Because Holochain is a full development stack for P2P apps, dev tools are important. And with every change in the core runtime and its APIs, all those tools have to be updated and re-released. We learned a lot of valuable stuff about what this means after our first release candidate in December — it was the first time we tried to update all the components in sync with each other. It became a dress rehearsal for 0.1.0-beta, and we feel well prepared now.

Last week we released Holochain 0.1.0-beta-rc.3 and rc.4. We intend for rc.4 to be the final one before beta, which should happen later in the week — 26 January is the date we’re aiming for.

‘Beta release’ means simply that there will be an 0.1.0 release tag on GitHub (note the absence of -beta), along with downloadable source code so you can compile your own binaries.

After that, devs will be able to update all the things that depend on it — specifically developer and user tooling. We’re anticipating that this will take a couple weeks, which should mean that everything will be ready to use by 9 February.

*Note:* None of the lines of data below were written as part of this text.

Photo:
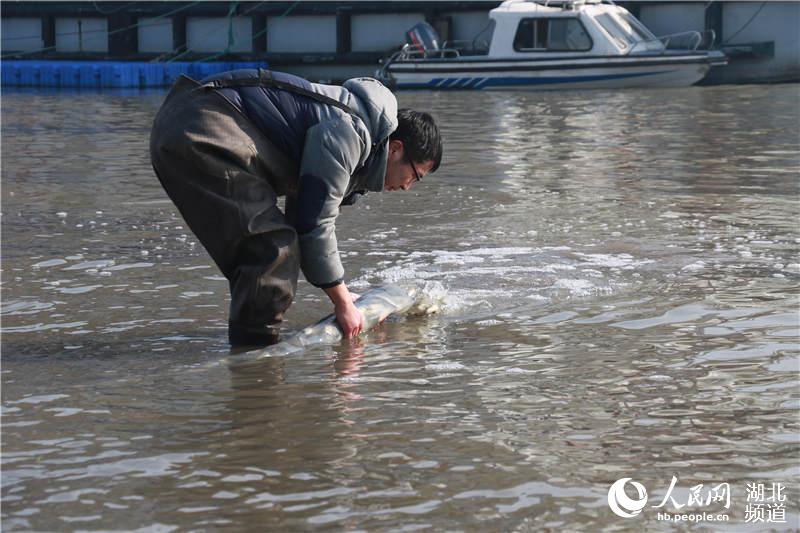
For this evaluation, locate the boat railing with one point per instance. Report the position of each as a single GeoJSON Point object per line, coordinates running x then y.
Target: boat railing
{"type": "Point", "coordinates": [416, 51]}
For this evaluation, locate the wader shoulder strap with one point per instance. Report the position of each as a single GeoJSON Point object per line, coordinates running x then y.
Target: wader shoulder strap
{"type": "Point", "coordinates": [265, 79]}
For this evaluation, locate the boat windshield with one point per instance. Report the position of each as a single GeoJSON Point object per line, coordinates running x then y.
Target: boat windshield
{"type": "Point", "coordinates": [625, 31]}
{"type": "Point", "coordinates": [633, 26]}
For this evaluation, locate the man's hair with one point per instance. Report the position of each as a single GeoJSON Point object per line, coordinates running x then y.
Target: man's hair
{"type": "Point", "coordinates": [420, 136]}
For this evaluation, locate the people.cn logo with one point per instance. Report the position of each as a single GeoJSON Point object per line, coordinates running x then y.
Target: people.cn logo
{"type": "Point", "coordinates": [621, 503]}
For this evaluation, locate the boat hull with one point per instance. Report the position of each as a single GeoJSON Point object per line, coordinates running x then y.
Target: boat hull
{"type": "Point", "coordinates": [549, 75]}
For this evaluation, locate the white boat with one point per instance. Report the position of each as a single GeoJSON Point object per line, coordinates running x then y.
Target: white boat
{"type": "Point", "coordinates": [535, 45]}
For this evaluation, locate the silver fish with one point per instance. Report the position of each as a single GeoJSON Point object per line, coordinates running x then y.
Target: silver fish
{"type": "Point", "coordinates": [375, 304]}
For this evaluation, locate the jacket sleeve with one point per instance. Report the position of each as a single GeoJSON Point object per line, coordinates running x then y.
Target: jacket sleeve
{"type": "Point", "coordinates": [333, 151]}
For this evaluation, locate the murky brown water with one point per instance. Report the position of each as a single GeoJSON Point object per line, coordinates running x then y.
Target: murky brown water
{"type": "Point", "coordinates": [620, 277]}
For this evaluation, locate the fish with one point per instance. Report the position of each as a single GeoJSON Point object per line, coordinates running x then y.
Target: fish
{"type": "Point", "coordinates": [375, 305]}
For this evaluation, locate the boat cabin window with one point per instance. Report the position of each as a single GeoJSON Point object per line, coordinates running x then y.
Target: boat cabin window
{"type": "Point", "coordinates": [635, 27]}
{"type": "Point", "coordinates": [551, 35]}
{"type": "Point", "coordinates": [625, 31]}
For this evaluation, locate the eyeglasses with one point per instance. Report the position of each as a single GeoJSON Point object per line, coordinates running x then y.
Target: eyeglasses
{"type": "Point", "coordinates": [417, 177]}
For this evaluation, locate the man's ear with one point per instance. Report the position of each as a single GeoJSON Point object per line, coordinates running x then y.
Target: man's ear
{"type": "Point", "coordinates": [395, 145]}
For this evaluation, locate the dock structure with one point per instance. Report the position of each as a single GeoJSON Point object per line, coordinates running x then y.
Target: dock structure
{"type": "Point", "coordinates": [144, 43]}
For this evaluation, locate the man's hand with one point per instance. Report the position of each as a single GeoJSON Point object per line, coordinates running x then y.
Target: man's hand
{"type": "Point", "coordinates": [350, 319]}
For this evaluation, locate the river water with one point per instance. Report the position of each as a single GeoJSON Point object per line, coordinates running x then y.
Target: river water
{"type": "Point", "coordinates": [618, 274]}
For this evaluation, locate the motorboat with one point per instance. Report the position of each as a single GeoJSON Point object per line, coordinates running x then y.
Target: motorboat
{"type": "Point", "coordinates": [548, 44]}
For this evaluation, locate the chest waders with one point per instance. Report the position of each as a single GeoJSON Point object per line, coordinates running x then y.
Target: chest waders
{"type": "Point", "coordinates": [225, 176]}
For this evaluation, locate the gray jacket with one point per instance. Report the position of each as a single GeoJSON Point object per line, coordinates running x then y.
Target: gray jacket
{"type": "Point", "coordinates": [343, 154]}
{"type": "Point", "coordinates": [339, 151]}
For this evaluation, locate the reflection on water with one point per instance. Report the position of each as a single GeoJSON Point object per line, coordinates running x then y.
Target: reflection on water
{"type": "Point", "coordinates": [619, 273]}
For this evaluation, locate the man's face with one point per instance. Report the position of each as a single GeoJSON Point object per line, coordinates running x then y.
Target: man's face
{"type": "Point", "coordinates": [401, 172]}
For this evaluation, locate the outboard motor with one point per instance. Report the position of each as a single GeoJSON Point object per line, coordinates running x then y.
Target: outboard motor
{"type": "Point", "coordinates": [423, 38]}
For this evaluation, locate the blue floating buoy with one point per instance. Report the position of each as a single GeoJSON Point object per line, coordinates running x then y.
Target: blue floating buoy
{"type": "Point", "coordinates": [109, 74]}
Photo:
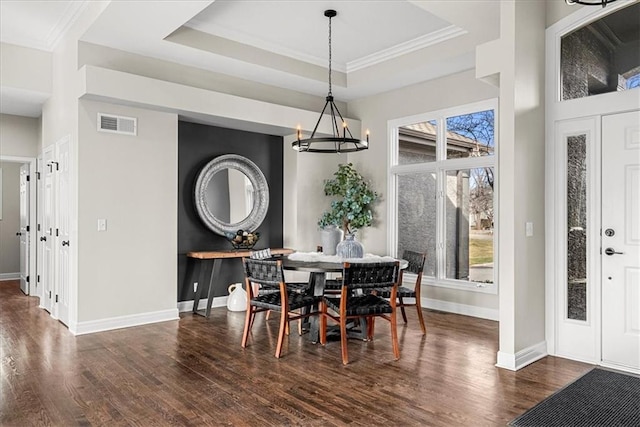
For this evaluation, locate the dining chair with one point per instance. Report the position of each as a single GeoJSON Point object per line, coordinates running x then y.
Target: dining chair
{"type": "Point", "coordinates": [416, 265]}
{"type": "Point", "coordinates": [274, 295]}
{"type": "Point", "coordinates": [357, 301]}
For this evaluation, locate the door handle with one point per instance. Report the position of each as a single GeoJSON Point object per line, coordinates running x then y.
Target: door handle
{"type": "Point", "coordinates": [611, 251]}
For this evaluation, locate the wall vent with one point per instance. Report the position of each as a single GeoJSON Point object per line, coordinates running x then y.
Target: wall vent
{"type": "Point", "coordinates": [117, 124]}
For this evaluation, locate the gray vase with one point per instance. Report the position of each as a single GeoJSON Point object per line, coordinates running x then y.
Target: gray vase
{"type": "Point", "coordinates": [350, 247]}
{"type": "Point", "coordinates": [330, 236]}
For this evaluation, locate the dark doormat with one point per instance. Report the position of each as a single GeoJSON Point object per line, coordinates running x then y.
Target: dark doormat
{"type": "Point", "coordinates": [599, 398]}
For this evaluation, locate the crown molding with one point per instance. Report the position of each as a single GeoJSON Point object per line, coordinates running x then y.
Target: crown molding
{"type": "Point", "coordinates": [405, 48]}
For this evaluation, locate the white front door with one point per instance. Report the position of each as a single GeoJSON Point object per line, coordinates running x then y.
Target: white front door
{"type": "Point", "coordinates": [24, 228]}
{"type": "Point", "coordinates": [621, 240]}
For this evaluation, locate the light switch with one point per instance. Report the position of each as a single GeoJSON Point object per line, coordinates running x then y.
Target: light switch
{"type": "Point", "coordinates": [528, 229]}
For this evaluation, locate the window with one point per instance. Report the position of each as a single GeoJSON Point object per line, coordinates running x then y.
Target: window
{"type": "Point", "coordinates": [603, 56]}
{"type": "Point", "coordinates": [442, 193]}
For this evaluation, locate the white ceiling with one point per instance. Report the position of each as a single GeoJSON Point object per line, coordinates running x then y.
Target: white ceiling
{"type": "Point", "coordinates": [279, 43]}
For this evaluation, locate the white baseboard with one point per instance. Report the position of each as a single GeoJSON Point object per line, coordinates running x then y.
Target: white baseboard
{"type": "Point", "coordinates": [464, 309]}
{"type": "Point", "coordinates": [81, 328]}
{"type": "Point", "coordinates": [524, 357]}
{"type": "Point", "coordinates": [202, 304]}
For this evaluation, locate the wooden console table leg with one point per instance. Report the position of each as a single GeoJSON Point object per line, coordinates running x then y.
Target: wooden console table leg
{"type": "Point", "coordinates": [215, 272]}
{"type": "Point", "coordinates": [195, 272]}
{"type": "Point", "coordinates": [316, 283]}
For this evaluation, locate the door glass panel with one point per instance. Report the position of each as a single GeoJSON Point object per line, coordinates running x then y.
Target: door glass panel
{"type": "Point", "coordinates": [603, 56]}
{"type": "Point", "coordinates": [417, 216]}
{"type": "Point", "coordinates": [417, 143]}
{"type": "Point", "coordinates": [470, 135]}
{"type": "Point", "coordinates": [469, 225]}
{"type": "Point", "coordinates": [577, 227]}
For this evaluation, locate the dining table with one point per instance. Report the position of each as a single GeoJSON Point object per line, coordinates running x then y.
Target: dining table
{"type": "Point", "coordinates": [318, 265]}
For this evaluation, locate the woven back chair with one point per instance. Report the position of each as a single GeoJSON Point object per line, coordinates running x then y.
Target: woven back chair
{"type": "Point", "coordinates": [416, 265]}
{"type": "Point", "coordinates": [274, 295]}
{"type": "Point", "coordinates": [357, 301]}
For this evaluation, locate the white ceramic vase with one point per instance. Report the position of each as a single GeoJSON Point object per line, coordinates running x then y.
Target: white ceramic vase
{"type": "Point", "coordinates": [350, 247]}
{"type": "Point", "coordinates": [237, 299]}
{"type": "Point", "coordinates": [330, 236]}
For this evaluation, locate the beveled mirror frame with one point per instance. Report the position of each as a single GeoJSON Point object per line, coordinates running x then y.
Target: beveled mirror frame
{"type": "Point", "coordinates": [260, 194]}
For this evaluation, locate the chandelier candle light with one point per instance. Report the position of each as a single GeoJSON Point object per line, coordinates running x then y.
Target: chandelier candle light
{"type": "Point", "coordinates": [338, 142]}
{"type": "Point", "coordinates": [602, 3]}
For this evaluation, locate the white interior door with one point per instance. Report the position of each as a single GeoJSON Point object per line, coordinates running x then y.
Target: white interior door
{"type": "Point", "coordinates": [63, 258]}
{"type": "Point", "coordinates": [621, 240]}
{"type": "Point", "coordinates": [24, 228]}
{"type": "Point", "coordinates": [46, 239]}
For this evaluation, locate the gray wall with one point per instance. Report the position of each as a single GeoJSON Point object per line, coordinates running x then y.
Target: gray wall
{"type": "Point", "coordinates": [197, 145]}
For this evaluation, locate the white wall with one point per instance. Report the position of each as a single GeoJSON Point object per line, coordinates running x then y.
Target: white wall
{"type": "Point", "coordinates": [519, 58]}
{"type": "Point", "coordinates": [374, 113]}
{"type": "Point", "coordinates": [25, 69]}
{"type": "Point", "coordinates": [131, 268]}
{"type": "Point", "coordinates": [19, 136]}
{"type": "Point", "coordinates": [10, 219]}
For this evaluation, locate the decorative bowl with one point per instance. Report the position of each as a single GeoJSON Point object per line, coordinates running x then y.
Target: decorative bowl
{"type": "Point", "coordinates": [243, 239]}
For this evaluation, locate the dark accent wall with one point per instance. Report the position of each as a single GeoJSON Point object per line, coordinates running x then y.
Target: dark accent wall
{"type": "Point", "coordinates": [197, 145]}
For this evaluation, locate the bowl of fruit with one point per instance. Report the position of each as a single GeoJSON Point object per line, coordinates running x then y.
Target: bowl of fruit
{"type": "Point", "coordinates": [243, 239]}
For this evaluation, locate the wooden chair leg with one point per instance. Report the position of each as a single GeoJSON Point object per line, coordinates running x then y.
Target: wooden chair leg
{"type": "Point", "coordinates": [284, 327]}
{"type": "Point", "coordinates": [371, 322]}
{"type": "Point", "coordinates": [248, 322]}
{"type": "Point", "coordinates": [343, 340]}
{"type": "Point", "coordinates": [323, 324]}
{"type": "Point", "coordinates": [394, 336]}
{"type": "Point", "coordinates": [421, 318]}
{"type": "Point", "coordinates": [401, 305]}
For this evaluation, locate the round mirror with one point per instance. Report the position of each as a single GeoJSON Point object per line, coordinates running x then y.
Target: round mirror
{"type": "Point", "coordinates": [231, 194]}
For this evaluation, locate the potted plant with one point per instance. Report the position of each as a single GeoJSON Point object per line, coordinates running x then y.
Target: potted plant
{"type": "Point", "coordinates": [351, 209]}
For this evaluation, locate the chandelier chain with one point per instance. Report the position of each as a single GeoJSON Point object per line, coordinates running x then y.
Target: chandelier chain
{"type": "Point", "coordinates": [330, 56]}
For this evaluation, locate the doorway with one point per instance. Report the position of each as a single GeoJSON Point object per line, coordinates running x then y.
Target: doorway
{"type": "Point", "coordinates": [620, 257]}
{"type": "Point", "coordinates": [593, 188]}
{"type": "Point", "coordinates": [18, 217]}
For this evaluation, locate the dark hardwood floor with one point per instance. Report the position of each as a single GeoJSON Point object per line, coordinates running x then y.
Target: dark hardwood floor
{"type": "Point", "coordinates": [194, 372]}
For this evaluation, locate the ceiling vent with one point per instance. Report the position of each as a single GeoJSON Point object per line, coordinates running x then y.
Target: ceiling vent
{"type": "Point", "coordinates": [117, 124]}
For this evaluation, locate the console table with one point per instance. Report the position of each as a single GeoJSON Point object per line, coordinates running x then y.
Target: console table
{"type": "Point", "coordinates": [202, 258]}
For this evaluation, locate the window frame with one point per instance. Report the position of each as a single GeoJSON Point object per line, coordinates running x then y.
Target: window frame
{"type": "Point", "coordinates": [440, 167]}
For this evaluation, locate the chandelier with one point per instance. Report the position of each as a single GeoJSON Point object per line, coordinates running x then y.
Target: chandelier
{"type": "Point", "coordinates": [341, 140]}
{"type": "Point", "coordinates": [602, 3]}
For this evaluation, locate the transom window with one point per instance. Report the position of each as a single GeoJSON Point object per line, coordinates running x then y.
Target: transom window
{"type": "Point", "coordinates": [442, 180]}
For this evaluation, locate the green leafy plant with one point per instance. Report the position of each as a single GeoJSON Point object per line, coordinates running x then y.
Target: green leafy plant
{"type": "Point", "coordinates": [352, 209]}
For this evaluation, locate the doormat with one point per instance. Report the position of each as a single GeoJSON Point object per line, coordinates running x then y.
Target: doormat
{"type": "Point", "coordinates": [599, 398]}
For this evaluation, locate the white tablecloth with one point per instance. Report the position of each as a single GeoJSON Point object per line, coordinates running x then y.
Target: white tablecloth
{"type": "Point", "coordinates": [320, 257]}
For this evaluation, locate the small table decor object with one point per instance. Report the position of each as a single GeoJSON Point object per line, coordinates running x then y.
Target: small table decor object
{"type": "Point", "coordinates": [243, 239]}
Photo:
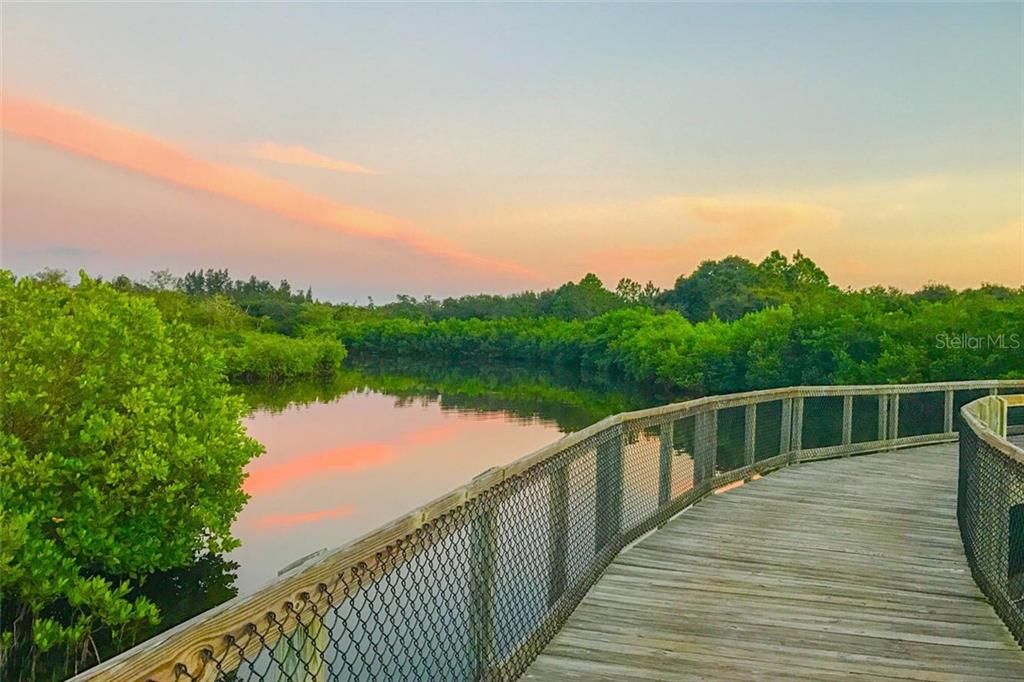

Here’s a roughly sequential list of everything that needs to happen for a ‘minimum usable release’:

  1. Holochain 0.1.0 release: A particular commit in the Git history is marked as the official release. It includes the conductor runtime, the host SDKs (HDI and HDK), the proxy service binary, and the hc dev tool. You’ll be able to see it on our GitHub releases page and download the source code to compile yourself. Binaries will appear on crates.io a day or two afterward, along with the HDI, HDK, and conductor API documentation reference.
  2. The JavaScript and Rust clients, for building application front-ends, will be updated, released, and made available on NPM and crates.io. Many core parts of the dev and user ecosystem rely on these clients.
  3. The Tryorama test framework, used to write tests for your hApps and ours, will be updated, released, and made available on NPM.
  4. After the above components are updated, the scaffolder’s templates will be updated to include any changes. This is a new iteration of our rapid app development tool that can generate boilerplate back-end and front-end code for your hApp, along with tests and a Holonix dev environment setup to match your project’s Holochain dependencies.
  5. The hc launch dev command will be updated. This runs a bare-bones version of the Launcher to provide a minimal conductor environment, UI, and one or more agent nodes to test your full hApp.
  6. DevHub, a hApp package repo (that’s right, a hApp for distributing hApps) will be updated to support any changes in Holochain, and will be incorporated into the Launcher. Internal QA testing will make sure it all works.
  7. The Launcher, an easy-to-use container for downloading and running hApps, will be updated and released, with installers for Linux, macOS, and Windows available on GitHub. Launcher includes DevHub so devs can upload apps and users can download them.
  8. Holonix, a shell environment that includes all the software needed to develop and test hApps, will be updated to include all of the above. It will be made available via the quick start installation method.
  9. Time to start building!

Holochain release notes

Holochain 0.1.0-beta-rc.3: Bugfixes, zome name included in signals

Release date: 17 January 2023
HDI compatibility: 0.2.0-beta-rc.1, 0.2.0-beta-rc.2
HDK compatibility: 0.1.0-beta-rc.1, 0.1.0-beta-rc.2
Breaking changes: app API

This is mostly a bugfix release, with one breaking change requested by hApp developers.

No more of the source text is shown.